A few years ago, Illinois lost a notable — some would say notorious — attribute. It was the last state that banned any carrying of concealed firearms in public. In 2012, a federal appeals court struck down the ban, forcing the state Legislature to pass a measure allowing citizens to obtain concealed carry permits.
The new permit system includes a number of common-sense provisions. It disqualifies felons and those guilty of misdemeanors involving the use or threat of violence. Repeat DUI offenders are ineligible, as is anyone who has undergone residential or court-ordered drug or alcohol rehab in the past five years. It requires 16 hours of firearms training to ensure competence. The minimum age is 21.
But if the National Rifle Association and its allies in Congress have their way, those rules won’t mean much.
The legislation they propose would force every state to honor concealed carry permits from other states. In practice, this would mean the laws of states with loose standards would apply to those beyond their borders. Indiana, for example, has no proficiency requirement and grants permits to 18-year-olds. There are 800,000 permit holders in Indiana, and they would all be entitled to pack wherever they want, regardless of what people in other states think.
Supporters say that just as a driver’s license issued in one state is valid everywhere, a weapons permit should be. But states honor driver’s licenses voluntarily, not by federal mandate, a custom that makes sense because the requirements to get one don’t differ much from one place to another. Concealed carry permit standards vary greatly. Lax rules create a danger to public safety by allowing people without basic skills to carry guns.
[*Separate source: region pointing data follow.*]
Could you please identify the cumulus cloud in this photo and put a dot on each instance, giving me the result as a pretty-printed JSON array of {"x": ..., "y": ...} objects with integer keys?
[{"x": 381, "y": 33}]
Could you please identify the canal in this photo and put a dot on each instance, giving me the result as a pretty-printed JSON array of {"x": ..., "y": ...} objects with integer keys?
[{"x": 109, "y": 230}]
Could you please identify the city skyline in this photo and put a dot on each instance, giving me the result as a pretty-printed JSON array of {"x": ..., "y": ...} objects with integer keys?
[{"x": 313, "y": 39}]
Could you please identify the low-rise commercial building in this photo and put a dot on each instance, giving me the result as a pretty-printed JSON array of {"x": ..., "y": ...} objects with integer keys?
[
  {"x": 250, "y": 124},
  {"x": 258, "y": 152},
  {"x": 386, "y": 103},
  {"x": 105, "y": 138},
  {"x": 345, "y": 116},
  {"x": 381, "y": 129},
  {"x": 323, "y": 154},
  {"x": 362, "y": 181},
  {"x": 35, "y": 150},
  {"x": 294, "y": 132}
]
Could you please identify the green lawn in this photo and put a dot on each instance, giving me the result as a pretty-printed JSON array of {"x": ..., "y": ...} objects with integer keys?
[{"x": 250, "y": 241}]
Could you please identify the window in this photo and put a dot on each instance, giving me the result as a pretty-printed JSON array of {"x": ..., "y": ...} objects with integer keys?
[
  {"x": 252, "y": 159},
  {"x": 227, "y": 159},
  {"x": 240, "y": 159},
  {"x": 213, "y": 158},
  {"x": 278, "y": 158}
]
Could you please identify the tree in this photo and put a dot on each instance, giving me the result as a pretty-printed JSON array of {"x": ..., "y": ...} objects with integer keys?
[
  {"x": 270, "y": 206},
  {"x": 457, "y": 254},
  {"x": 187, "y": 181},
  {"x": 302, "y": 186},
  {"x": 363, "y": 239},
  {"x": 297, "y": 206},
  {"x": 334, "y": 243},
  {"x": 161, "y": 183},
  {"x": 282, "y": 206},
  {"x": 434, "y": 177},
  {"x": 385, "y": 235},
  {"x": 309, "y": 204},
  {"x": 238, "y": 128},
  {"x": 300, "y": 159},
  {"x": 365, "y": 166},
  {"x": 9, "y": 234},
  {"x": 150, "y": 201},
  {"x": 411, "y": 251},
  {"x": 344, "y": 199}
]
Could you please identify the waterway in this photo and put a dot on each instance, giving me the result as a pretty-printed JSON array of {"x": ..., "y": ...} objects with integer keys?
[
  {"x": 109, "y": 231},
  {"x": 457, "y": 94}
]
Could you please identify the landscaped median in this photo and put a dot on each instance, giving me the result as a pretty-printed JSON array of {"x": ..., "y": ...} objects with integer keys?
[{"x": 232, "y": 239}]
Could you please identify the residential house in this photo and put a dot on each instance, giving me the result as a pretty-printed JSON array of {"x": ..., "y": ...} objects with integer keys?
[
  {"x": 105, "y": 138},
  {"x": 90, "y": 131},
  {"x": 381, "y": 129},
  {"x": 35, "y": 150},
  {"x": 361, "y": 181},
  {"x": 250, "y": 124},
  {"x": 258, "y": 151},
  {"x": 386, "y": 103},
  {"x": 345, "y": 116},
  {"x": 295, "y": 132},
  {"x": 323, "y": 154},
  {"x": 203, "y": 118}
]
This legislation would trample on the principle of federalism by denying states the right to decide for themselves what to require of those who want to carry loaded guns in public. If states want to honor permits from other states, they’re free to do so, and some do. If they don’t, they shouldn’t have to.
This logic is even more compelling at a time when the NRA is pushing states to allow concealed carry without a permit. Missouri recently decided to let anyone who lawfully owns a gun to carry it in public — over the objections of the Fraternal Order of Police. Eleven other states have similar laws. Under the proposed federal measure, someone from a state that doesn’t require a permit would have the right to carry in a state that does.
The whole idea of allowing concealed carry without a permit is a mistake. Montana Gov. Steve Bullock recently vetoed a bill to that effect, arguing that it would make just as much sense to let people drive a car or pilot a plane without a license.
Requiring a permit of those who want to carry loaded guns in public is hardly unreasonable. All 50 states require hunters to get licenses — and 49 have hunter education requirements. If that’s a reasonable approach for someone who wants to use a gun to shoot ducks or deer, it’s a reasonable approach for someone who wants to carry a gun for self-defense.
Some gun-rights zealots think the Second Amendment bars even minimal government regulation of firearms ownership. But the Supreme Court has never taken that view, and other constitutional rights are not unlimited. Even Justice Antonin Scalia, who wrote the landmark 2008 decision striking down a Washington, D.C., gun ordinance, noted that 19th-century courts generally “held that prohibitions on carrying concealed weapons were lawful under the Second Amendment.”
The entire debate is a reminder of the value of federalism in a large and diverse country. When it comes to concealed carry laws, the best option is to let each state decide for itself what rules to impose within its boundaries — and let every other state do the same.